An 1805 lecture by Joseph Corton Cowell sums this up. Cowell said, “there is nothing in the writings of Shakespeare that does not argue the long and early training of the schoolman, the traveller, and the associate of the great and learned.” Later skeptics would repeat this idea, choosing a specific favorite as candidate for authorship of the plays, riffing on the idea that, as James Shapiro says in his book Contested Will[4], “Shakespeare could only write about what he had felt or done rather than heard about, read about, borrowed from other writers or imagined.”
Shapiro points out that, “We’ve inherited many ideas about writing that emerged in the eighteenth century, especially an interest in literature as both an expression and an exploration of the self” As we are more interested in artists’ lives, we try and fit their work into their experience.

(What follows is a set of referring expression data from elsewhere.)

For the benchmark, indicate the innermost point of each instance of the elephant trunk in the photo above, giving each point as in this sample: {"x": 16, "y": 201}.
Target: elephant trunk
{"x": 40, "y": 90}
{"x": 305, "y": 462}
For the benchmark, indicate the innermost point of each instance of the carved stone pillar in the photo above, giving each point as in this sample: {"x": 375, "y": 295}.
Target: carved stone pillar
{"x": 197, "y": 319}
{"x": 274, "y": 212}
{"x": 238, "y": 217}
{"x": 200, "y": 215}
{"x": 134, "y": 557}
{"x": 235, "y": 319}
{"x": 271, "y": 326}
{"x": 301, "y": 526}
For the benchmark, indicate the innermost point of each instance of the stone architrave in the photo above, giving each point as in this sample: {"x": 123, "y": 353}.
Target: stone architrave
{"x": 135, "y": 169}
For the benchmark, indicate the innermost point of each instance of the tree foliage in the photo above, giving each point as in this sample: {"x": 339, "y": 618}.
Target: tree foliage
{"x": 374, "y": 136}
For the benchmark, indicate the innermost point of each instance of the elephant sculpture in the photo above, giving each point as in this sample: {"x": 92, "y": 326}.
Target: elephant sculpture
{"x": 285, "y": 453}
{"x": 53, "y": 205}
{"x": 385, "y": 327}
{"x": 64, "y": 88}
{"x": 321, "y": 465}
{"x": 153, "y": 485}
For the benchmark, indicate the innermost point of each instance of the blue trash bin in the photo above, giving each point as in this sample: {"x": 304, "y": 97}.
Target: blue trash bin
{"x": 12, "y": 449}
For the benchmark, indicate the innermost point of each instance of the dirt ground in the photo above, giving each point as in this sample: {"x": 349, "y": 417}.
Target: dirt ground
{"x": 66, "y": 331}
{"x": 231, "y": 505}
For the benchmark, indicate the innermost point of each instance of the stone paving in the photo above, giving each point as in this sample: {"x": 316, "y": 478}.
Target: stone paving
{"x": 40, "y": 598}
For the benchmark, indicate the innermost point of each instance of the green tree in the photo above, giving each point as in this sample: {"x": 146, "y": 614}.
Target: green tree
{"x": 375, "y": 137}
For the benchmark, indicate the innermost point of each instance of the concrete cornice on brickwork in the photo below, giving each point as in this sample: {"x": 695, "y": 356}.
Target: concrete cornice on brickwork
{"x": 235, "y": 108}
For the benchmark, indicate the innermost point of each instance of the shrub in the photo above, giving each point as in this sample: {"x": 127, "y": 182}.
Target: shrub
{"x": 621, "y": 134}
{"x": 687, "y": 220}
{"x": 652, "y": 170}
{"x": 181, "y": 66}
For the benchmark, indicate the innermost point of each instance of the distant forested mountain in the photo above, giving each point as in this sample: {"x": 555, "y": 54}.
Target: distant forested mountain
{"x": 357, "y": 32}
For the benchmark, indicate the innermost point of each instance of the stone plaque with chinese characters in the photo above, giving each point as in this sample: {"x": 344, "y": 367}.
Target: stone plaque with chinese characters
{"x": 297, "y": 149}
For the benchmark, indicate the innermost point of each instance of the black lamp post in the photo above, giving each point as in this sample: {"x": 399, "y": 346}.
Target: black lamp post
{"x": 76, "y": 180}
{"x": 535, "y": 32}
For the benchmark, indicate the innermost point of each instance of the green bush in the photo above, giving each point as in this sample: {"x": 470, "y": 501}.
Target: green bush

Even this engraving of Shakespeare, included in the First Folio edition of his plays, has fueled conspiracy theories. From https://en.wikipedia.org/wiki/Droeshout_portrait
If you take this idea at face value, you could say that Shakespeare could only have written about murder – as he did in many plays, such as Hamlet, Macbeth and Richard II – if he had committed the foul deed himself. And that he could only have written about Titus Andronicus killing and cooking two of Tamora’s sons in meat pies if he, himself, had such culinary experience.
Over time, leading candidates for Shakespeare’s place in history have changed, as some have been sufficiently debunked, and others have fallen out of fashion. Elaborate theories have been constructed based on secret codes, acrostics, and even forgeries, and, more recently, the internet has renewed the ability for anyone to argue this issue. Self-published books abound, championing one potential replacement or another.
In Shakespeare Bites Back, Stanley Wells and Paul Edmondson point out that, “At the last count 77 individuals had been named. The fact that there are so many of them should be enough in itself to topple the whole house of cards. Every additional name added to the list only serves to demonstrate the absurdity of the entire enterprise. All of these nominations are equally invalid; none has a greater claim than any of the others.”
“Tell truth, and shame the devil.” Henry IV, Part I
But in the end, why does it matter who wrote the plays if they are great works of art? If you go to the theater and enjoy a play, does it matter who wrote it? Professor Wells told me, "It matters a great deal who wrote the plays. Partly because the plays are inevitably the product of the community in which their author was born, similar to the way in which Dickens’s are rooted in London, perhaps not to that extent. It matters because young people shouldn’t be subjected to conspiracy theories as if they were truth.
“It matters because history matters, because truth matters.”